Infatti la fantascienza nella televisione americana degli anni 50 e dei primi 60 è concepita per un pubblico essenzialmente infantile; gli stessi più maturi The Science Fiction Theatre (1955), L’uomo e la sfida (The Man And The Challenge, 1959), Men Into Space (1959), The New People (1959) e One Step Beyond (1959) restano ben lontani dall’inusitata profondità tematica di ST:TOS; mentre Ai confini della realtà (The Twilight Zone) va considerato come appartenente al più ampio ambito del fantastico, piuttosto che allo specifico fantascientifico. Anche nel periodo durante il quale ST:TOS è concepito e poi mandato in onda mentre il cinema dell’età kennediana continua ad aprirsi a numerose elaborazioni fantastiche “mature” di temi come, per esempio, la paura del conflitto atomico: si pensi soltanto a Il dottor Stranamore, ovvero come imparai a non preoccuparmi e ad amare la bomba (Dr. Strangelove, Or: How I Learned To Stop Worrying And Love The Bomb, 1964) di Stanley Kubrick, la televisione seriale statunitense riesce a offrire, per ciò che concerne la fantascienza pura, soltanto produzioni avventurose, spettacolari ma abbastanza fini a se stesse, come quelle di Irwin Allen (definito dai critici a stelle e strisce “il Jules Verne della science fiction catodica”): Viaggio infondo al mare (Voyage To The Bottom Of The Sea, 1964), Lost In Space (1965), Kronos – Sfida al passato (The Time Tunnel, 1966) e La terra dei giganti (Land Of The Giants, 1968). Unico autentico progenitore di ST:TOS, insomma, può essere considerato, come detto, l’antologico The Outer Limits di Leslie Stevens.

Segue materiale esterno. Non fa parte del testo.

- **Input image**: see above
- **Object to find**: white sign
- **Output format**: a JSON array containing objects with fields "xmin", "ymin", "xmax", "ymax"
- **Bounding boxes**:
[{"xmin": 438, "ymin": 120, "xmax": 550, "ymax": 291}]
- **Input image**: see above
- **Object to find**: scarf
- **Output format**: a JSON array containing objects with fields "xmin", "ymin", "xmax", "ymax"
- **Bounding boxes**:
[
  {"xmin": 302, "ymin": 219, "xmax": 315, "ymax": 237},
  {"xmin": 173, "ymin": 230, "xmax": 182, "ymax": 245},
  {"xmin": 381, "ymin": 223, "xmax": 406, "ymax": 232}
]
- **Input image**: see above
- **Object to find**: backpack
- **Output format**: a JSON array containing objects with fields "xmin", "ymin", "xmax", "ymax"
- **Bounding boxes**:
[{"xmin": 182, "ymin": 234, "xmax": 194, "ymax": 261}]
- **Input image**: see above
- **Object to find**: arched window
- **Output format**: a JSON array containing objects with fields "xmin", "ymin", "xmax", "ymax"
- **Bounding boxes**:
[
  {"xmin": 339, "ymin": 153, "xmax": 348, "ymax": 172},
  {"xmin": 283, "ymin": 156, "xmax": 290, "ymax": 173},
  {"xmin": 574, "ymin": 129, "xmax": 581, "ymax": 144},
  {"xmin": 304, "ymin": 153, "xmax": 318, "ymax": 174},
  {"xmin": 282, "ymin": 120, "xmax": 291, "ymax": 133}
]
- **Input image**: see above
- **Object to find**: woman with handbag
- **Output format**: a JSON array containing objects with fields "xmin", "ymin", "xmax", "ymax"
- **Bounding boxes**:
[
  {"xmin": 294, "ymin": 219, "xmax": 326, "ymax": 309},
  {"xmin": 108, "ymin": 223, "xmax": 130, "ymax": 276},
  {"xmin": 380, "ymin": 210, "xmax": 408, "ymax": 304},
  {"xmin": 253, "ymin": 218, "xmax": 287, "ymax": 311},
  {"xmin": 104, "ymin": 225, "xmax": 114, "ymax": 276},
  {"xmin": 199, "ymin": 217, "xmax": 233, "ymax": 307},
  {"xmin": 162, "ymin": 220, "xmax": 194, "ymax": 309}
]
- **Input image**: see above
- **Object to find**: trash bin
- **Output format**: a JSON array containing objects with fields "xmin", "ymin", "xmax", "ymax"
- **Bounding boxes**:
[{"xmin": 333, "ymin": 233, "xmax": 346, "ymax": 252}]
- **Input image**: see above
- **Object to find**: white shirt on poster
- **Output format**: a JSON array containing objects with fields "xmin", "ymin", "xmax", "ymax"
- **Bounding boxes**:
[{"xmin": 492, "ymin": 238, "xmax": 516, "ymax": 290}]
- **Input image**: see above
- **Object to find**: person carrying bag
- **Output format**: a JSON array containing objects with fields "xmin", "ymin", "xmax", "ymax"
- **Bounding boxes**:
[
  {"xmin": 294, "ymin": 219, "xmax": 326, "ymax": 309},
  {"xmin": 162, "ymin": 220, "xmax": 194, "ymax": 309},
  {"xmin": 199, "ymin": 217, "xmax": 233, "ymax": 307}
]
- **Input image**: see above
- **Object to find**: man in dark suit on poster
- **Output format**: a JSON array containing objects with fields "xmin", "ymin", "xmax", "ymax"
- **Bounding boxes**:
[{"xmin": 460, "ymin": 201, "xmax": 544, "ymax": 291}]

ST_TOS_CastIl telefilm di Gene Roddenberry, quindi, è percepito subito come qualcosa di diverso. Riesce, infatti, a produrre una sintesi popolare efficacissima di questioni decisamente significative: per esempio, la rappresentazione futuristica di temi classici della mitologia antica e degli schemi simbolici della “ricerca” e del “viaggio” (lo spazio, secondo lo slogan della serie, diventa l’autentica, ultima frontiera per i nuovi pionieri di domani: come detto, il “selvaggio West” del lontano futuro); la messa in scena, in piena esplosione del movimento per i diritti civili, della profonda crisi che investe i rapporti tradizionali tra razze diverse negli USA (attraverso la composizione di un equipaggio realmente multietnico, nel quale occupa un ruolo di primissimo piano un mezzosangue alieno); la rievocazione del recente passato paranoide della Guerra Fredda e del “muro-contro-muro” tra superpotenze all’insegna delle armi nucleari. Mi sono tante le problematiche etiche e persino filosofiche che emergono nel corso della serie, d’altra parte concepita partendo da un preciso imperativo morale: quello della non-interferenza nelle vicende delle culture “altre” incontrate sui pianeti visitati di volta in volta dall’Enterprise (anche se Kirk e compagni non sempre si attengono a quella che è chiamata Prima Direttiva). L’altro, il diverso non coincide più con il nemico da temere e, magari, soggiogare: va compreso, conosciuto (magari studiato, suggerisce implicitamente la serie… ), ma mai (o quasi mai) combattuto. In ST:TOS, l’unica razza aliena davvero ostile, innanzitutto dal punto di vista politico, è quella dei Klingon, il cui impero è in guerra aperta con la Federazione Unita dei Pianeti. Per il resto, molto spesso, quelli che sembrano “cattivi” all’inizio di un episodio si rivelano, poi, semplicemente creature in lotta per la sopravvivenza propria e dei propri simili: come il Gorn di Arena (id.) oppure la tenera Horta, una mamma aliena preoccupata per i suoi piccini, di Il mostro dell’oscurità (The Devil In The Dark).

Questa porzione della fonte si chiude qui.